Ne pourrais-tu pas me retirer du lycée ? Je me suis fait violence jusqu’à présent pour ne pas te déplaire ; mais cela me devient tout à fait insupportable. Je sens que je ne suis pas fait pour vivre resserré comme nous le sommes

Si j’ai tort en beaucoup de choses, ne m’en fais pas des reproches : je ne pense pas plus qu’une pierre ! Le lieu que j’habite porte en lui je ne sais quoi qui vous plonge dans une apathie complète, toujours plus maintenant ; car mon ami Wangehis, qui était de mon humeur sombre et peu sociable (chose que tu m’as souvent reprochée) est parti pour son pays. Je suis seul avec mes livres hébreux, ce qui ne me fâche pas beaucoup ; mais je sens que cela ne fera qu’augmenter ma misanthropie ; et mon humeur peu sociable prend chaque jour de nouvelles forces quoique je me représente toujours les suites qu’elle aura, comme tu me l’as fait voir si souvent.

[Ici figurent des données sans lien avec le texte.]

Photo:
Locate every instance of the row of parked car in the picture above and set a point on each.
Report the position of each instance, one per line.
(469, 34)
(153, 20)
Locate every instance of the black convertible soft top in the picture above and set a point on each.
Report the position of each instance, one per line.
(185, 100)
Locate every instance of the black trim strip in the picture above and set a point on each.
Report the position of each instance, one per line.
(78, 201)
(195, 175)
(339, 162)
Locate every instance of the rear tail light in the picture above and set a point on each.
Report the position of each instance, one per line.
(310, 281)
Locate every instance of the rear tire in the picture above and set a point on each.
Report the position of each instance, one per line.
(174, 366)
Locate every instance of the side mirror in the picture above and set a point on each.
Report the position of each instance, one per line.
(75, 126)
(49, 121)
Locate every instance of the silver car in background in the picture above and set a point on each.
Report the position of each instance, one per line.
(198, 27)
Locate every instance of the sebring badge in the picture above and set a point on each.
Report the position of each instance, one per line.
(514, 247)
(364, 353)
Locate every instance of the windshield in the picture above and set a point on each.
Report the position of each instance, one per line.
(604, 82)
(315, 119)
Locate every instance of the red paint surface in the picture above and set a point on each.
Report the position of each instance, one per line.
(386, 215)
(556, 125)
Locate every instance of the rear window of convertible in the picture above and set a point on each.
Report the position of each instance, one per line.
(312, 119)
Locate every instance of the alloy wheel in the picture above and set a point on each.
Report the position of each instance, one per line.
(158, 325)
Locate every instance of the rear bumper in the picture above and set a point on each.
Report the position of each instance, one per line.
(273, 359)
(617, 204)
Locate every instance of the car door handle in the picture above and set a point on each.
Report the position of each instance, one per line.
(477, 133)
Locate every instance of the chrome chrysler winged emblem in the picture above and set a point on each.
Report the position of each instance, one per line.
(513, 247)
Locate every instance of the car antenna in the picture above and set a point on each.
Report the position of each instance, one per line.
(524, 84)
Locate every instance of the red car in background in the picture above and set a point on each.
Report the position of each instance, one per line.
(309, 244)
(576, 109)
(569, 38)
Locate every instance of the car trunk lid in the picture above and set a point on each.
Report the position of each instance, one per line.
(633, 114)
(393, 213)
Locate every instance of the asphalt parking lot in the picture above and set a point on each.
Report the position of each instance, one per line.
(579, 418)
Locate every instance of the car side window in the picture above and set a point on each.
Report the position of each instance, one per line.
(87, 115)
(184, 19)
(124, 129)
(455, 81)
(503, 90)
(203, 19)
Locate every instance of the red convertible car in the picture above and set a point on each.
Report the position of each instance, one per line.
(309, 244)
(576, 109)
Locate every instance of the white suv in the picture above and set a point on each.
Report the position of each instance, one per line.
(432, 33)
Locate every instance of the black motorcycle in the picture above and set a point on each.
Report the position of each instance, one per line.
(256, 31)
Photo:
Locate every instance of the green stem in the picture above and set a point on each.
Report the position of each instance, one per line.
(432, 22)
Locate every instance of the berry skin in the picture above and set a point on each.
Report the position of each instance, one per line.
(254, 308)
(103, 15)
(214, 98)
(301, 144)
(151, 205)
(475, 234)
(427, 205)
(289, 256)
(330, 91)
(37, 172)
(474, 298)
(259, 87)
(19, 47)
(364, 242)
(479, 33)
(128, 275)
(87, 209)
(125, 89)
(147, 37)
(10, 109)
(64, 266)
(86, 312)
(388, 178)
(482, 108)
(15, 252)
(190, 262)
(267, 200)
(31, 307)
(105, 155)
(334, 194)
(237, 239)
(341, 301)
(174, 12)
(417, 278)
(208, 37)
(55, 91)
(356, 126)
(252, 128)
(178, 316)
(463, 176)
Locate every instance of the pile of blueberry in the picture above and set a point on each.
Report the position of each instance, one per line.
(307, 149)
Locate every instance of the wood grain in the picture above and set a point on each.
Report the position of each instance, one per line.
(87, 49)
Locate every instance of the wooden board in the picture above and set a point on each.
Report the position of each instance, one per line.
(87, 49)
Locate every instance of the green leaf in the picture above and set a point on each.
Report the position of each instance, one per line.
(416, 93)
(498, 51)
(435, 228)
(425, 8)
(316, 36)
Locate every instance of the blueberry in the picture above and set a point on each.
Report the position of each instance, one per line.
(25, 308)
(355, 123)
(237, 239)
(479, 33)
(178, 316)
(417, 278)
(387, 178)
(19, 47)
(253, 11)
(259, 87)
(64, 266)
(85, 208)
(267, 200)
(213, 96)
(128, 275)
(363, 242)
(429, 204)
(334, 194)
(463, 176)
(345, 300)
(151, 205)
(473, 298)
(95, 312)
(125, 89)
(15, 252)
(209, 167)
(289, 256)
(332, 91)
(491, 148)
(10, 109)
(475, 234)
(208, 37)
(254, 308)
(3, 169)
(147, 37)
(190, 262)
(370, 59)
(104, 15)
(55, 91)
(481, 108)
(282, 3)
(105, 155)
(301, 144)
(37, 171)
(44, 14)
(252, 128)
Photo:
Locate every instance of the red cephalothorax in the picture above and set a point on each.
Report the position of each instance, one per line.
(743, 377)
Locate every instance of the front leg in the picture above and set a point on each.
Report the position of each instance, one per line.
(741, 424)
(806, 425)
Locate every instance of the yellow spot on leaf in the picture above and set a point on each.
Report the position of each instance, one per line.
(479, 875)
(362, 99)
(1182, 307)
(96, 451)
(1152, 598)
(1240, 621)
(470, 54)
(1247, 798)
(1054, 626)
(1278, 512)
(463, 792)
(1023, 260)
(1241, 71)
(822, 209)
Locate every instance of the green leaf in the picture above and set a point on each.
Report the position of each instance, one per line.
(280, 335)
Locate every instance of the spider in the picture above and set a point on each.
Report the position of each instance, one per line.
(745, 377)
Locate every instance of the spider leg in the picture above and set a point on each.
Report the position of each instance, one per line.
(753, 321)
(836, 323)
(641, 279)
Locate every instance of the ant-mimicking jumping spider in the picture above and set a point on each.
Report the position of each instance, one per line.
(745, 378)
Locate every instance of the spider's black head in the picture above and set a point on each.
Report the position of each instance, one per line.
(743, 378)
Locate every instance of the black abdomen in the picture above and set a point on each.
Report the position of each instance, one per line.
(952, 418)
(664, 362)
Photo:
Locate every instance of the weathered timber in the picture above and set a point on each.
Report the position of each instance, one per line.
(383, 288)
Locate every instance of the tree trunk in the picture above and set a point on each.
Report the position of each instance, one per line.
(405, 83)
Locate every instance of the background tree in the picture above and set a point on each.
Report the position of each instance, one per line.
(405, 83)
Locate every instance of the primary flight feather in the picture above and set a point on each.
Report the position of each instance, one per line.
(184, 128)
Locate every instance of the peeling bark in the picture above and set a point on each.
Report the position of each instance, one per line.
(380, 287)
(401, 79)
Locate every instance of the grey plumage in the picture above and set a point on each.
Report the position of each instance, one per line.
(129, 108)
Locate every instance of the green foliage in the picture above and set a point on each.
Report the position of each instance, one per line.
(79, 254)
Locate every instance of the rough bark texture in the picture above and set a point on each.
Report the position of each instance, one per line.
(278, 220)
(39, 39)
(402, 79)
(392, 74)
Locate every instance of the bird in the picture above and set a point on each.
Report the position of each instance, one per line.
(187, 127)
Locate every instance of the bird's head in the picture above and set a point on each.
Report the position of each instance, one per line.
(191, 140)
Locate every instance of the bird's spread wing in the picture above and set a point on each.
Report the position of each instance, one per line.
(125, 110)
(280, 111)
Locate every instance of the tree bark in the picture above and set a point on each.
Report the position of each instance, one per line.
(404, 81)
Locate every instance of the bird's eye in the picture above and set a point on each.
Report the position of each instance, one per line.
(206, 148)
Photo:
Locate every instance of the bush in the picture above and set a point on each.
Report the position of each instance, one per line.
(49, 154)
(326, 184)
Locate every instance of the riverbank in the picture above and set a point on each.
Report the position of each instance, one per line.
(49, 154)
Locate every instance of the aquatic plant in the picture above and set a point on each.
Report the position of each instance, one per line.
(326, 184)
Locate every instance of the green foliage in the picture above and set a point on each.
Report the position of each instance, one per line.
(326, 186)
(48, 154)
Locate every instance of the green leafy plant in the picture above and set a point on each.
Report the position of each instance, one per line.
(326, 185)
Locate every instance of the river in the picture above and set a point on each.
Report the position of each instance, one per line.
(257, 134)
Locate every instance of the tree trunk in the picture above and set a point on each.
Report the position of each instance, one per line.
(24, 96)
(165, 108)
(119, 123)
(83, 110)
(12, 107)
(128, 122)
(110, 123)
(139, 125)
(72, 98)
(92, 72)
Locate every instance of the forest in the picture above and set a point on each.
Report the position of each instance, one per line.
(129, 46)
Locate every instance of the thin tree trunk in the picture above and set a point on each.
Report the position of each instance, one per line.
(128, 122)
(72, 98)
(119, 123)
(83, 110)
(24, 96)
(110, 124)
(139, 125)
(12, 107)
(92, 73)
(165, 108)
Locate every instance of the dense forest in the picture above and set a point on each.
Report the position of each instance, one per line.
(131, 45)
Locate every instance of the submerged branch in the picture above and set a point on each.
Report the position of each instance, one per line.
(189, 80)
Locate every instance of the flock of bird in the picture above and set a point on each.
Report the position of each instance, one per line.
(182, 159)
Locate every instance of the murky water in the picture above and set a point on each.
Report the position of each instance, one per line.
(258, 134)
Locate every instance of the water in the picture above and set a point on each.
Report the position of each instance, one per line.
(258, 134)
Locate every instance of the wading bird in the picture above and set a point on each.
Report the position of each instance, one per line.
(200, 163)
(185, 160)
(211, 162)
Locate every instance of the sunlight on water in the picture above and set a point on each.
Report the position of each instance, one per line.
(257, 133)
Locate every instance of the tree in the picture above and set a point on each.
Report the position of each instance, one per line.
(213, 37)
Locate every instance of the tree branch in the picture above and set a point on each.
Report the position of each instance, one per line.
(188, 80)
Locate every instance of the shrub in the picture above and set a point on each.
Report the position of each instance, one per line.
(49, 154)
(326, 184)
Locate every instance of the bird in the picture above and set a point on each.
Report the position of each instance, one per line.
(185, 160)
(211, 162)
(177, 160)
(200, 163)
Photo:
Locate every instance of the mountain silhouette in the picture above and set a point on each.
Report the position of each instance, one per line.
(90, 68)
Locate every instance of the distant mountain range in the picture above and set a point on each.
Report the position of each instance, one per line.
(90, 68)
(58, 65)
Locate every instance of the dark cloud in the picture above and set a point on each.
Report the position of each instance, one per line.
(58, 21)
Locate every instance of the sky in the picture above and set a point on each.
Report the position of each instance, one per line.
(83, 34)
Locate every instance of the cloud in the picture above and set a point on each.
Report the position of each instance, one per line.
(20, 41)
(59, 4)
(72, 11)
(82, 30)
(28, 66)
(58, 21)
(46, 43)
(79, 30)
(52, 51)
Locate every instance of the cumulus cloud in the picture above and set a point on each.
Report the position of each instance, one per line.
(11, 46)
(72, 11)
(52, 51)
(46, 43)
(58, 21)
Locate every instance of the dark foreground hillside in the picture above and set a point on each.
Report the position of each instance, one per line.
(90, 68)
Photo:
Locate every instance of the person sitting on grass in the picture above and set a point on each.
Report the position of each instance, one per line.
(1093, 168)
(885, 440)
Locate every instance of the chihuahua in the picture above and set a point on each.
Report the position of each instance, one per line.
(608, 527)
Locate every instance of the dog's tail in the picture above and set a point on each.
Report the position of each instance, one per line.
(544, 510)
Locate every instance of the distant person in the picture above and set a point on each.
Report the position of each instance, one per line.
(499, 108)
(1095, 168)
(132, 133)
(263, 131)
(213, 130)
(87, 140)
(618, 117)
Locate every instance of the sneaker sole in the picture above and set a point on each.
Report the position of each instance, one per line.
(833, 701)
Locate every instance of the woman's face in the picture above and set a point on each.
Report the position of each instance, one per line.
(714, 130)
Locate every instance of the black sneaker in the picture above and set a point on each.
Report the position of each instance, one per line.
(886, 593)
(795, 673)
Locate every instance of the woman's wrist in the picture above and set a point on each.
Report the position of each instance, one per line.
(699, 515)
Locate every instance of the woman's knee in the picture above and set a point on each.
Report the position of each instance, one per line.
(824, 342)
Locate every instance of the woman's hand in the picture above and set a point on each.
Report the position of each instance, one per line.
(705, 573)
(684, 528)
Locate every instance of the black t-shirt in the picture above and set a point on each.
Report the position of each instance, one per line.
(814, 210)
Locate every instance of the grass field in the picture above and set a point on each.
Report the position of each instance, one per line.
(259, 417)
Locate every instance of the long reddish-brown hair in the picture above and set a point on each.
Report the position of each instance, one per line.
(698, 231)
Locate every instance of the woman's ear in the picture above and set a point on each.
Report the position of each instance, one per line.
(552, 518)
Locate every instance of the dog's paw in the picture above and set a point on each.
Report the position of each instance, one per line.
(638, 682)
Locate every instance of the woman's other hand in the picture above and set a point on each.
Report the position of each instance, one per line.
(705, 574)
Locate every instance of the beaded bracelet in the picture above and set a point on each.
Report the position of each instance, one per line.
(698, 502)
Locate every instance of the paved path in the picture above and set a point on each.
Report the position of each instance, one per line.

Tâche de me retirer d’ici, je t’en supplie, ou je serai bientôt le plus malheureux des hommes. Excuse. Je n’ai voulu rien te déguiser ; je t’ai ouvert mon cœur. Tu y as lu. Tu sais ma maladie ; portes-y remède.


Cette crise aiguë fut amendée par les conseils du grand frère. Champollion lui écrivit :


Fiat voluntas tua ! c’est mon désir.